With the inferno simmering down to a blaze, Zandyr met her eyes once more. 'Riven was merciful', yes, he was, and Zandyr would never stop loathing him, even in death, for that. While Zandyr did not doubt she would attempt to kill him should he attempt to attack her brother, he had doubts on her claims of lacking in mercy. He had seen men who were like that, cold and void of feeling, or worse yet, those who took pleasure in the torment, she was neither. She was passionate, and incredibly foolish, but he doubted she could ever become like... him.

Zandyr raised an eyebrow at her declaration of her fearsome weapon, it was an odd coincidence that what her brother may be afflicted by, she was threatening him with, "Given that I do not have a sword," he motioned to his belt which only contained a dagger, "I would assume your dainty wrist would win against my non-existent clumpy sword." He almost continued to point out that his 'sword' was not clumpy, but it did resent the wine she had spilt on it, but given the circumstance, he had more pressing matters than dragging out the barbed conversation... if one was being so generous to call it that.

Moving over to Aislin, he knelt and slowly reached out to the snapped arrow, he noted, somewhat surprised, that she had snapped the arrow and left enough of the shaft to push through if they were able either she was intelligent or she was a fool favored by the gods, he was leaning towards the latter. "We need to move him to the camp. We are going to need the fire and the water from the river," Zandyr said, "Hold his arm still, don't want him to move it too much," he ordered as he lifted the Crown Prince and laid him out across the back of his desert steed trying to mask his grunt of exertion as the last thing he needed at the moment was a barbed comment on his 'femininity'.

"Take him back to the camp," Zandyr said, looking at the Prince's pale face, "Jump the river. He is losing blood faster than he should be," he said after moment of hesitation. While the jump could jostle the arrow, he doubted they had time to ride around it to the nearby ford.




"Can't you just do it here?" she snapped. She was worried for Ildant - terrified, really - and she was furious that she would succumb to such a weakness. Worse, that her mortal enemy should be present to witness it, much less be the person to appease her fears and counteract her inefficacy. What would Ildant say if he were able?

My only hope is my man-sister and her lady-prince. I suppose I am fated to an early cessation after all.
She lifted herself onto Gullfaxi, careful not to knock against Ildant's prone form. She wrapped the reigns around Ildant's torso and grasped the rope herself.

"Smooth soaring, Gully," she muttered, more for herself. She shifted the stead in the direction of the river, held her breath, and tapped the Gullfaxi's side. The stead leapt across the river and Aislin whispered silent apologies to her brother as the arrow jostled in his arm, releasing a fresh wave of blood. Panic seized her and she turned to glare at Zandyr over her shoulder.

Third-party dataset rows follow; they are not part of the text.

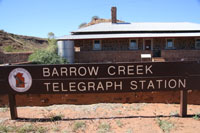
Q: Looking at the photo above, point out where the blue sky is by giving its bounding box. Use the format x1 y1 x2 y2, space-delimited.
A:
0 0 200 37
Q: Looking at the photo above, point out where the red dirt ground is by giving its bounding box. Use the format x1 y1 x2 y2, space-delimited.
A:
0 103 200 133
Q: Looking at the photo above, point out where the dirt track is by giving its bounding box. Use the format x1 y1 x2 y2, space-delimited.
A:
0 103 200 133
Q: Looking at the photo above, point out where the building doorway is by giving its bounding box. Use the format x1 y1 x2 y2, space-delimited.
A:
144 39 152 50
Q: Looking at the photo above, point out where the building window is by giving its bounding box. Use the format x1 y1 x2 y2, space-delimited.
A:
166 39 174 49
93 40 101 50
129 40 138 50
195 39 200 49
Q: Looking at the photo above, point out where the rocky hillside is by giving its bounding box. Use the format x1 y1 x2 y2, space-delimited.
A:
0 30 47 52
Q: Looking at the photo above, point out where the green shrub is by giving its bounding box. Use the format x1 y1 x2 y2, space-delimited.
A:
3 45 15 52
28 50 67 64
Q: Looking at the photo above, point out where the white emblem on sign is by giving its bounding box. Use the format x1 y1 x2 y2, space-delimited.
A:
8 68 32 92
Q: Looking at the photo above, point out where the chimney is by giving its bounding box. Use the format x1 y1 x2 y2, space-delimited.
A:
111 7 117 24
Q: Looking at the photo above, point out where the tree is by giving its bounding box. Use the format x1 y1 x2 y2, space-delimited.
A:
28 50 67 64
28 32 67 64
48 32 55 39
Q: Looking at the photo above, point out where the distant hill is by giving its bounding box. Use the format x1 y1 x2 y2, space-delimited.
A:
0 30 48 52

"Keep up, will you, grandmother?" she yelled.




Zandyr motioned for her to start riding having no desire to explain, or the time to, how to properly remove an arrow without destroying the victims arm. She would see soon enough, and for her sake, he hoped it didn't hit the bone.

Untying the reins to Nyx, he rode after her. He had to bite his retort before it escaped his lips, it wasn't his fault that, between the two of them, he was the only one that bothered to tie up his horse. One of them had to have a shred of sense, still, he did not look forward to the coming hours... It would be a long night.